Taking Down the 911 System

911 is the go-to number for most people when there’s an emergency. But 911 is an old system and old systems are often vulnerable to distributed denial of service attacks:

For over 12 hours in late October, 911 lines across the country were ringing so much that they nearly went down. Nobody knew why this was happening, until Phoenix police discovered that 18-year-old Meetkumar Hitesbhai Desai tweeted a link that caused iPhones to repeatedly dial 911. Now, more details have emerged about how the Twitter prank spiraled out of control.

Desai claimed the attack was a joke gone wrong, telling police he only meant for the link to cause annoying pop-ups, The Wall Street Journal reports. However, he posted the wrong code. It started when, from his @SundayGavin Twitter account, he tweeted the link and wrote, “I CANT BELIEVE PEOPLE ARE THIS STUPID.” When clicked, the URL, which was condensed by Google’s link shortener, launched an iOS-based JavaScript attack that caused iPhones to dial 911 repeatedly. When users hung up, the phone would keep redialing until it was restarted.
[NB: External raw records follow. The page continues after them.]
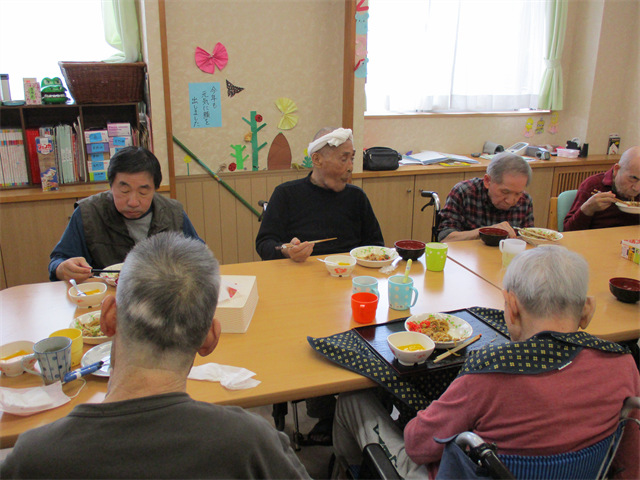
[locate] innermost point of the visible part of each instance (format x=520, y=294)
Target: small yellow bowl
x=92, y=300
x=75, y=334
x=340, y=265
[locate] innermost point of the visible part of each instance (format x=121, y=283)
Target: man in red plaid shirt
x=496, y=200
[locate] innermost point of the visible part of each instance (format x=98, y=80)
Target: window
x=446, y=55
x=36, y=34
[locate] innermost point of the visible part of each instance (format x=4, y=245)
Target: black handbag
x=381, y=158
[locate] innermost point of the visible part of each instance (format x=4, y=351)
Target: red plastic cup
x=363, y=306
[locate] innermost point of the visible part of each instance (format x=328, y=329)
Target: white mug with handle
x=53, y=355
x=510, y=247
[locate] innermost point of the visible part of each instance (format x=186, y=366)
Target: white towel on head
x=335, y=139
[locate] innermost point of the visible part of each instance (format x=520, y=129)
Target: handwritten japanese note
x=204, y=104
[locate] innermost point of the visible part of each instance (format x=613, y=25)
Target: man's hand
x=597, y=203
x=299, y=252
x=76, y=268
x=506, y=227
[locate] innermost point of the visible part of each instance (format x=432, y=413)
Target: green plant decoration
x=254, y=138
x=238, y=151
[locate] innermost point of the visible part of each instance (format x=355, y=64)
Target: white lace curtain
x=448, y=55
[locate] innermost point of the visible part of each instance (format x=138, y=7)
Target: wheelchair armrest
x=376, y=465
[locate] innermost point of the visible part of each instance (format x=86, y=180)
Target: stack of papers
x=430, y=158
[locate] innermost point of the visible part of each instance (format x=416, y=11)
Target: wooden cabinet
x=29, y=232
x=91, y=116
x=392, y=199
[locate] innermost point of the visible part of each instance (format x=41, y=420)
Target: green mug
x=436, y=256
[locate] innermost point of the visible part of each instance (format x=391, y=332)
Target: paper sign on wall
x=204, y=104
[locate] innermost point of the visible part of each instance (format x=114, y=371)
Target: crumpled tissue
x=27, y=401
x=233, y=378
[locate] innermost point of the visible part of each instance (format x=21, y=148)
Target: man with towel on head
x=322, y=205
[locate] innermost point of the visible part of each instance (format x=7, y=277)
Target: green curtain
x=556, y=25
x=121, y=30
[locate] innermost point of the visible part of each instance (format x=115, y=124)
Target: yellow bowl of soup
x=410, y=348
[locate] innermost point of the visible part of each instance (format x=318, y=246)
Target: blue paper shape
x=361, y=71
x=204, y=105
x=362, y=23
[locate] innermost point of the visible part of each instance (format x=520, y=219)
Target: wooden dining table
x=613, y=320
x=296, y=300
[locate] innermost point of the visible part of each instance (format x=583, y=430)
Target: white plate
x=364, y=251
x=111, y=278
x=88, y=318
x=101, y=352
x=458, y=328
x=628, y=209
x=537, y=241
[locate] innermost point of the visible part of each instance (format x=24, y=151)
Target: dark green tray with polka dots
x=488, y=322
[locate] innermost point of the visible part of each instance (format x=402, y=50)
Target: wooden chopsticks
x=289, y=245
x=530, y=233
x=459, y=347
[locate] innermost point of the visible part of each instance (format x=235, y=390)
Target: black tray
x=375, y=336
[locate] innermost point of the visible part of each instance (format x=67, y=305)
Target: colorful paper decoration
x=238, y=150
x=289, y=119
x=204, y=105
x=528, y=128
x=361, y=46
x=208, y=62
x=360, y=7
x=554, y=127
x=361, y=68
x=232, y=89
x=254, y=138
x=279, y=157
x=362, y=23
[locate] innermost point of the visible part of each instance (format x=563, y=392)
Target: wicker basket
x=99, y=82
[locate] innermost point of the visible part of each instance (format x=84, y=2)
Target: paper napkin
x=233, y=378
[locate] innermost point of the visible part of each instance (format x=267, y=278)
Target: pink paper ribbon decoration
x=208, y=62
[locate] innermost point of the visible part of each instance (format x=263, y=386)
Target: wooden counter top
x=482, y=166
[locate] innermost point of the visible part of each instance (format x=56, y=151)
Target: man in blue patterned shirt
x=496, y=200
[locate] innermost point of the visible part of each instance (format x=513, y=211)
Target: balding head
x=626, y=174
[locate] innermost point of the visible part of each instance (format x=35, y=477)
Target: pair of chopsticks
x=530, y=233
x=628, y=204
x=459, y=347
x=289, y=245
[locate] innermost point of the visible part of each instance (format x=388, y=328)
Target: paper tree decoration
x=253, y=123
x=232, y=89
x=238, y=151
x=279, y=157
x=289, y=119
x=208, y=62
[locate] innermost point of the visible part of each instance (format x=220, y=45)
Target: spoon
x=328, y=263
x=406, y=271
x=80, y=292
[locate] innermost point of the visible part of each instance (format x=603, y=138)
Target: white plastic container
x=236, y=313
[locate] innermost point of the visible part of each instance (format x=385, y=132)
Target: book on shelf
x=12, y=158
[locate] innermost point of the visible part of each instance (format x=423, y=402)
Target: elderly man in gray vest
x=148, y=427
x=106, y=226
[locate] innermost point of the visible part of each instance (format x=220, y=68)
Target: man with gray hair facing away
x=551, y=390
x=147, y=426
x=496, y=200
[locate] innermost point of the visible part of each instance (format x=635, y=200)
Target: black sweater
x=304, y=210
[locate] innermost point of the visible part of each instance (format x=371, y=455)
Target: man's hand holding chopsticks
x=299, y=252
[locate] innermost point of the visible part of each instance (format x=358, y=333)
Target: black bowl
x=410, y=249
x=492, y=236
x=625, y=289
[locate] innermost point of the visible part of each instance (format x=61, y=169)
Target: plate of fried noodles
x=445, y=330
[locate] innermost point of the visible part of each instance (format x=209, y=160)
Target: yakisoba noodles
x=434, y=328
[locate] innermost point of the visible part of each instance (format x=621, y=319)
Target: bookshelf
x=90, y=115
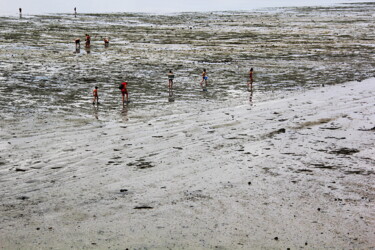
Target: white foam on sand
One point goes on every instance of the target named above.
(287, 173)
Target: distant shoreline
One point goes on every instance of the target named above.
(13, 11)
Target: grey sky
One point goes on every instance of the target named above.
(10, 7)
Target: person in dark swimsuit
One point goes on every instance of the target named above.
(88, 41)
(170, 79)
(96, 96)
(124, 91)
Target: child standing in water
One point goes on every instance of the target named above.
(170, 79)
(96, 96)
(251, 80)
(106, 42)
(204, 78)
(88, 41)
(124, 92)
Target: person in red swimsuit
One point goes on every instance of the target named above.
(96, 96)
(124, 91)
(251, 80)
(88, 41)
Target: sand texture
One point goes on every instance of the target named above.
(293, 172)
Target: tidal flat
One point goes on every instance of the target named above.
(286, 165)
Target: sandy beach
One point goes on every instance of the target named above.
(288, 165)
(293, 172)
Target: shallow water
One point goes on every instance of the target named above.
(42, 76)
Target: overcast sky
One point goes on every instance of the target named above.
(10, 7)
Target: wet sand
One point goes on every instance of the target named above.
(293, 172)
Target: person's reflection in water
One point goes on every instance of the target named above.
(170, 96)
(251, 95)
(124, 113)
(96, 112)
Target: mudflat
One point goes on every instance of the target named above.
(288, 173)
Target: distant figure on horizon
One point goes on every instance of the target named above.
(124, 91)
(170, 79)
(106, 42)
(251, 79)
(88, 41)
(96, 96)
(78, 43)
(204, 79)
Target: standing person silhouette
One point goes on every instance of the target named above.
(88, 41)
(204, 79)
(124, 92)
(170, 79)
(251, 79)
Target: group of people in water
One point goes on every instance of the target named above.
(125, 93)
(88, 42)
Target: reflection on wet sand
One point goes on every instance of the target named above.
(96, 111)
(250, 89)
(124, 113)
(171, 96)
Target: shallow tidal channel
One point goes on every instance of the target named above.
(43, 76)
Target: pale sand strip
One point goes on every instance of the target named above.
(289, 173)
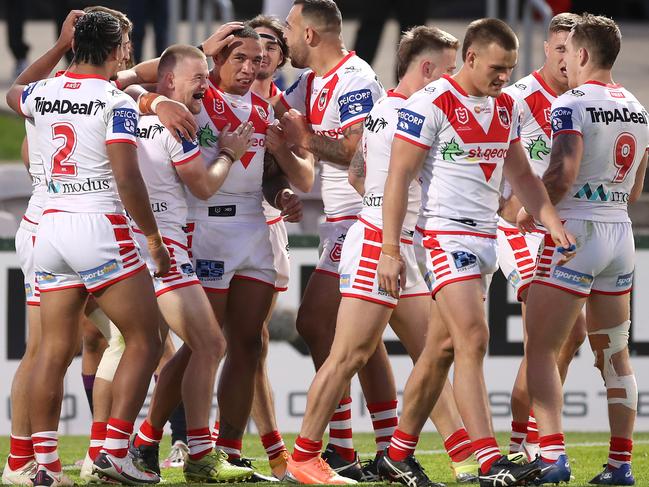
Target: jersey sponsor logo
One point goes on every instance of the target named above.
(90, 185)
(561, 119)
(149, 132)
(574, 278)
(210, 270)
(410, 122)
(624, 280)
(100, 272)
(537, 148)
(124, 121)
(354, 103)
(63, 107)
(599, 115)
(451, 150)
(206, 137)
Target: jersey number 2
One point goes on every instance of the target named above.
(61, 163)
(624, 155)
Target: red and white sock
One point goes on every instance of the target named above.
(306, 449)
(21, 451)
(118, 433)
(401, 445)
(215, 430)
(273, 444)
(552, 447)
(340, 430)
(199, 441)
(231, 447)
(97, 438)
(458, 446)
(384, 421)
(532, 430)
(619, 452)
(147, 435)
(519, 432)
(486, 452)
(45, 450)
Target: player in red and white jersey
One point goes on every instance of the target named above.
(597, 165)
(517, 252)
(86, 128)
(460, 134)
(327, 106)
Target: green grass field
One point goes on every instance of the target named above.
(587, 451)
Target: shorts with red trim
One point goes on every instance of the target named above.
(450, 256)
(181, 272)
(517, 254)
(360, 257)
(25, 240)
(279, 244)
(332, 237)
(87, 250)
(603, 264)
(224, 251)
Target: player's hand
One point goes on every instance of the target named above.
(220, 39)
(392, 273)
(295, 128)
(238, 141)
(525, 221)
(159, 253)
(67, 29)
(291, 206)
(177, 118)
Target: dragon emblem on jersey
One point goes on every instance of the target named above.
(537, 148)
(206, 137)
(451, 150)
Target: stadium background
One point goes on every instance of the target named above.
(584, 397)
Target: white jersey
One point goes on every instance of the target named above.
(332, 103)
(380, 126)
(159, 154)
(534, 98)
(240, 196)
(75, 117)
(467, 139)
(37, 173)
(614, 128)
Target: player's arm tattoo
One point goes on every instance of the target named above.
(274, 180)
(339, 151)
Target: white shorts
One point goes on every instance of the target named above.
(517, 254)
(279, 244)
(25, 240)
(332, 237)
(90, 250)
(181, 272)
(360, 256)
(603, 264)
(446, 257)
(225, 251)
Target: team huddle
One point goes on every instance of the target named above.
(160, 193)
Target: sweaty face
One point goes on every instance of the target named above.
(272, 53)
(555, 51)
(190, 82)
(239, 67)
(492, 68)
(294, 34)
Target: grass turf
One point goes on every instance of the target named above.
(587, 451)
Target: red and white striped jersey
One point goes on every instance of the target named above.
(615, 130)
(240, 196)
(467, 139)
(379, 130)
(332, 103)
(75, 117)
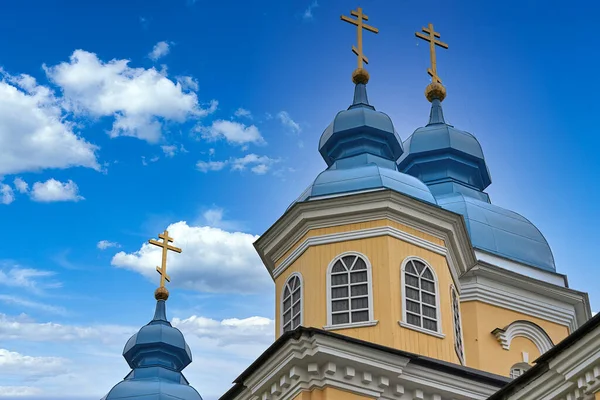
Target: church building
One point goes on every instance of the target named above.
(397, 278)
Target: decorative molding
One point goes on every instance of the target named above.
(438, 312)
(525, 329)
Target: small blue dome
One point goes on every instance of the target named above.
(360, 148)
(157, 354)
(501, 232)
(439, 153)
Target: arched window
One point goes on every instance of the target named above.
(349, 291)
(291, 309)
(518, 370)
(458, 340)
(421, 302)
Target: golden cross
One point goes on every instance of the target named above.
(360, 17)
(432, 43)
(166, 247)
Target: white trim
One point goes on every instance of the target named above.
(281, 311)
(355, 235)
(330, 325)
(454, 294)
(437, 296)
(422, 330)
(525, 329)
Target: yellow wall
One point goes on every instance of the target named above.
(330, 393)
(386, 255)
(483, 349)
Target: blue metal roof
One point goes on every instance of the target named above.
(157, 354)
(360, 148)
(501, 232)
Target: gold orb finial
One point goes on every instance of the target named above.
(435, 91)
(360, 75)
(161, 293)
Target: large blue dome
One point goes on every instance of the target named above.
(501, 232)
(360, 148)
(156, 354)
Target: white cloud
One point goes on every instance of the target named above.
(187, 83)
(21, 185)
(288, 122)
(308, 15)
(212, 260)
(53, 190)
(159, 50)
(233, 132)
(206, 166)
(7, 195)
(242, 112)
(140, 100)
(33, 131)
(18, 301)
(105, 244)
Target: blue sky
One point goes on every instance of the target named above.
(119, 119)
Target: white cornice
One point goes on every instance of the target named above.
(321, 361)
(362, 207)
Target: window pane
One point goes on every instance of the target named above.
(428, 298)
(411, 280)
(340, 318)
(359, 264)
(359, 290)
(338, 267)
(360, 316)
(427, 274)
(429, 324)
(413, 319)
(429, 286)
(419, 266)
(296, 296)
(339, 279)
(362, 302)
(339, 292)
(358, 276)
(296, 308)
(429, 312)
(412, 293)
(348, 261)
(339, 305)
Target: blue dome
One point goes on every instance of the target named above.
(360, 148)
(365, 178)
(157, 354)
(501, 232)
(442, 156)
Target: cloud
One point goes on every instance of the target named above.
(308, 15)
(159, 50)
(288, 122)
(18, 301)
(53, 190)
(34, 280)
(259, 165)
(140, 100)
(233, 132)
(21, 185)
(105, 244)
(242, 112)
(7, 195)
(212, 260)
(33, 131)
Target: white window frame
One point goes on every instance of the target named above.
(281, 299)
(404, 322)
(371, 321)
(461, 355)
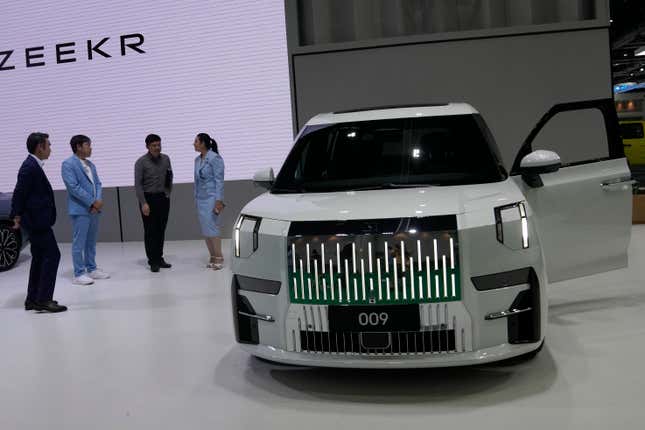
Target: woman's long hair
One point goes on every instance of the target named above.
(208, 141)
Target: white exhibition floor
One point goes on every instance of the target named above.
(144, 351)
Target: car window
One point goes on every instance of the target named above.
(576, 136)
(631, 130)
(448, 150)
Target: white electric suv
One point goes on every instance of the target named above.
(394, 237)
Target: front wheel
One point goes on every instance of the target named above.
(10, 245)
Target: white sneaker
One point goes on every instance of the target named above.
(99, 274)
(83, 280)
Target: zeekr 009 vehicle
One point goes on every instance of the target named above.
(394, 237)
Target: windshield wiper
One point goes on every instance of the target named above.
(295, 190)
(390, 186)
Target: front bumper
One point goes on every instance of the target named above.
(276, 326)
(482, 356)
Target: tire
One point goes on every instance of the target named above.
(10, 246)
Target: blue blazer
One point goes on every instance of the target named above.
(33, 198)
(209, 177)
(81, 193)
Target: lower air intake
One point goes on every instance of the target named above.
(379, 343)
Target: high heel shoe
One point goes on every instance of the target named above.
(216, 263)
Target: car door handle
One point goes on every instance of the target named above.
(506, 314)
(617, 183)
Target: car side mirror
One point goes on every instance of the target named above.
(538, 163)
(264, 178)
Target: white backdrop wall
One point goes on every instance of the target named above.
(215, 66)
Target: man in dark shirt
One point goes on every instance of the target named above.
(33, 208)
(153, 184)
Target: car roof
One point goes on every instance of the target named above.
(393, 112)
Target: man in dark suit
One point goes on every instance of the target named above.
(33, 207)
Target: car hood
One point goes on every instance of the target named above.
(391, 203)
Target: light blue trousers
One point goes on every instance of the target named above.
(85, 230)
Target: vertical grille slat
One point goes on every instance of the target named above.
(389, 261)
(413, 343)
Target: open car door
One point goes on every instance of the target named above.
(583, 210)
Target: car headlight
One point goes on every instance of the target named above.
(512, 213)
(245, 235)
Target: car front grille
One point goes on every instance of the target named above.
(379, 343)
(385, 261)
(444, 328)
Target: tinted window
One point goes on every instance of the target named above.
(632, 130)
(448, 150)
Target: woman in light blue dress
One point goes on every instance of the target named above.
(209, 195)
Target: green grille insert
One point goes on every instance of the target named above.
(367, 268)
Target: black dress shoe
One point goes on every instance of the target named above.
(50, 306)
(30, 306)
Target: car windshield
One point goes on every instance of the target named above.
(631, 130)
(396, 153)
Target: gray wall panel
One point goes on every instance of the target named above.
(511, 80)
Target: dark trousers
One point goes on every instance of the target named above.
(45, 257)
(154, 226)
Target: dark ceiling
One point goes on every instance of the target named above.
(627, 35)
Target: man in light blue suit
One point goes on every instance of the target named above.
(84, 202)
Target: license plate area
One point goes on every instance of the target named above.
(390, 318)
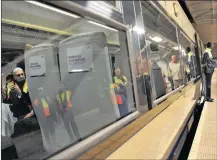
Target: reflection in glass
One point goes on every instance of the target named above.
(165, 64)
(77, 71)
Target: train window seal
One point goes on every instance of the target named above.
(161, 12)
(159, 100)
(72, 151)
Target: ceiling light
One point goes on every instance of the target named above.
(101, 25)
(156, 39)
(53, 9)
(139, 30)
(176, 48)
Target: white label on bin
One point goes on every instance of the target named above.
(80, 59)
(37, 65)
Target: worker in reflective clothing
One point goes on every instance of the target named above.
(208, 68)
(188, 72)
(120, 83)
(66, 112)
(18, 94)
(45, 111)
(190, 62)
(175, 70)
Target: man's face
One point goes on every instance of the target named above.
(18, 75)
(117, 72)
(173, 59)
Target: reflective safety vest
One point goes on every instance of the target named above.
(116, 99)
(208, 50)
(187, 69)
(45, 106)
(189, 56)
(25, 88)
(119, 81)
(61, 98)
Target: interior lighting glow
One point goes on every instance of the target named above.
(139, 30)
(176, 48)
(101, 25)
(156, 39)
(53, 9)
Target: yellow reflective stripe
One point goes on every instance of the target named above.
(62, 96)
(118, 81)
(189, 56)
(44, 103)
(58, 99)
(25, 87)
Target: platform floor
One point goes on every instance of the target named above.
(155, 140)
(205, 141)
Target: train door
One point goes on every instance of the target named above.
(42, 75)
(85, 71)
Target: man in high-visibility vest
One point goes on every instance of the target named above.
(18, 95)
(64, 98)
(190, 62)
(208, 67)
(121, 82)
(175, 70)
(44, 109)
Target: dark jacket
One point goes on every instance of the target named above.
(208, 63)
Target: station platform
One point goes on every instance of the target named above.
(204, 145)
(154, 134)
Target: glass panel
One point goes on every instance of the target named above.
(188, 56)
(163, 48)
(113, 3)
(77, 72)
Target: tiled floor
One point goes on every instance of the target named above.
(205, 141)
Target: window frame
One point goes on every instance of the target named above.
(94, 138)
(155, 102)
(192, 45)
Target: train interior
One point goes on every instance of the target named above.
(26, 23)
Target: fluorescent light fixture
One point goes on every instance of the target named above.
(156, 39)
(161, 46)
(139, 30)
(148, 42)
(176, 48)
(53, 9)
(183, 52)
(101, 25)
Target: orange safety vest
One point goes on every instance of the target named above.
(60, 98)
(45, 106)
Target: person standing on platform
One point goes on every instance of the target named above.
(208, 67)
(190, 62)
(175, 70)
(121, 81)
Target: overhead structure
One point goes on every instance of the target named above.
(204, 14)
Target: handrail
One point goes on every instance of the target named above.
(157, 101)
(77, 149)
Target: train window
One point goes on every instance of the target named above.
(113, 3)
(188, 57)
(77, 77)
(163, 51)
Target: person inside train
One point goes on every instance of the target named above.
(44, 107)
(63, 99)
(121, 81)
(159, 79)
(175, 71)
(208, 67)
(4, 90)
(190, 62)
(18, 95)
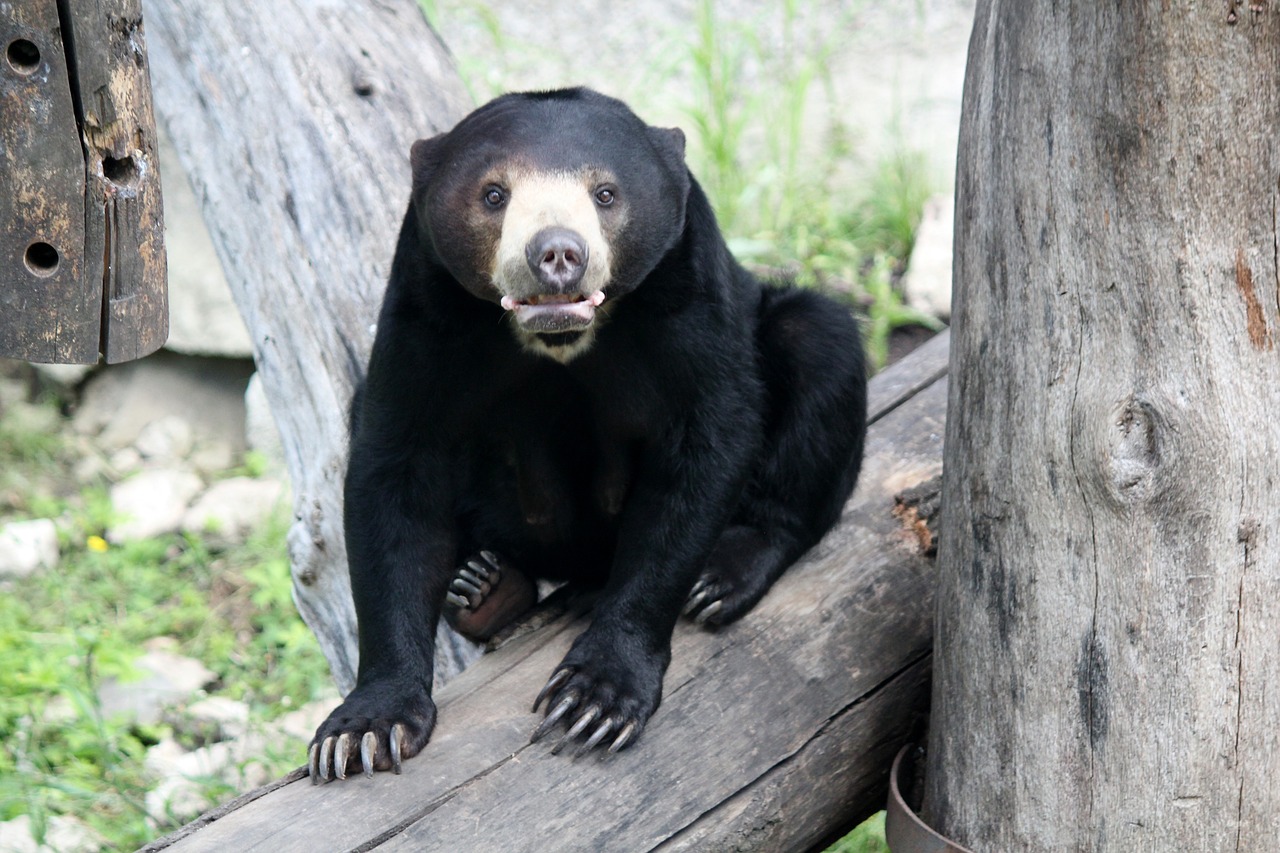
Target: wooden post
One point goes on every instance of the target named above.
(293, 119)
(82, 268)
(1109, 594)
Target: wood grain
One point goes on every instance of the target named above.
(1110, 564)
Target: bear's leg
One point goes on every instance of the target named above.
(485, 596)
(813, 368)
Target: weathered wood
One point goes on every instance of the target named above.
(46, 311)
(1110, 565)
(293, 121)
(82, 267)
(123, 215)
(773, 733)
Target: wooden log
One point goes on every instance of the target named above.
(123, 214)
(293, 121)
(1110, 555)
(775, 733)
(82, 267)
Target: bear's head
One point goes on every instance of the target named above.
(551, 204)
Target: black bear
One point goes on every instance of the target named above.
(574, 379)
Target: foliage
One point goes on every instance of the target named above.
(64, 633)
(865, 838)
(780, 200)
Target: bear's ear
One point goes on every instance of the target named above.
(424, 158)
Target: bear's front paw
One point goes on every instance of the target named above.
(604, 689)
(375, 728)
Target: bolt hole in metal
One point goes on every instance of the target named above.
(41, 259)
(23, 55)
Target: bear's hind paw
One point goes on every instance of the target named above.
(485, 596)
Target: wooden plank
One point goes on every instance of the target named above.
(773, 733)
(123, 217)
(45, 311)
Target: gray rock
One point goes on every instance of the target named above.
(181, 794)
(260, 430)
(202, 318)
(215, 719)
(151, 503)
(119, 401)
(213, 457)
(167, 439)
(168, 679)
(927, 282)
(64, 834)
(231, 509)
(27, 546)
(63, 375)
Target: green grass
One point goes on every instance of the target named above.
(64, 632)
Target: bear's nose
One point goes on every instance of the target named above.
(558, 258)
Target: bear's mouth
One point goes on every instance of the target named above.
(552, 313)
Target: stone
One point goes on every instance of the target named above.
(119, 401)
(151, 503)
(231, 509)
(168, 680)
(927, 282)
(64, 377)
(181, 794)
(260, 430)
(165, 439)
(27, 547)
(213, 457)
(64, 834)
(202, 316)
(215, 719)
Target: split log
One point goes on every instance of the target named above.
(293, 121)
(82, 265)
(1110, 556)
(775, 733)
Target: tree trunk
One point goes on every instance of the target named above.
(293, 119)
(1109, 592)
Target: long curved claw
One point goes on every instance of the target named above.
(327, 758)
(608, 725)
(314, 763)
(465, 587)
(565, 706)
(716, 606)
(341, 752)
(368, 753)
(694, 602)
(556, 680)
(624, 737)
(588, 717)
(397, 737)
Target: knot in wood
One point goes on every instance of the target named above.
(1136, 446)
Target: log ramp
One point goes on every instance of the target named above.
(773, 734)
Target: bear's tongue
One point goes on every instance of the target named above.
(554, 313)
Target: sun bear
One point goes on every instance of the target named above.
(574, 379)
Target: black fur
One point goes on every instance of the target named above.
(709, 436)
This story touches on a lot of different topics. First, it shows how dangerous software glitches can be. Since most people only think to dial 911 when there’s an emergency, a software glitch that allows a section of the 911 system to be taken down could cost people their lives. Second, it shows why URL shorteners are a pet peeve of mine. You never know where they’re going to take you until you’ve already clicked them. Third, it shows how easily a distributed denial of service attack can be created. One tweet with a link to a malicious piece of JavaScript was enough to bring a section of the 911 system to its knees.

The lessons to take away from this story are don’t to click random links and have a backup plan in case 911 is overwhelmed.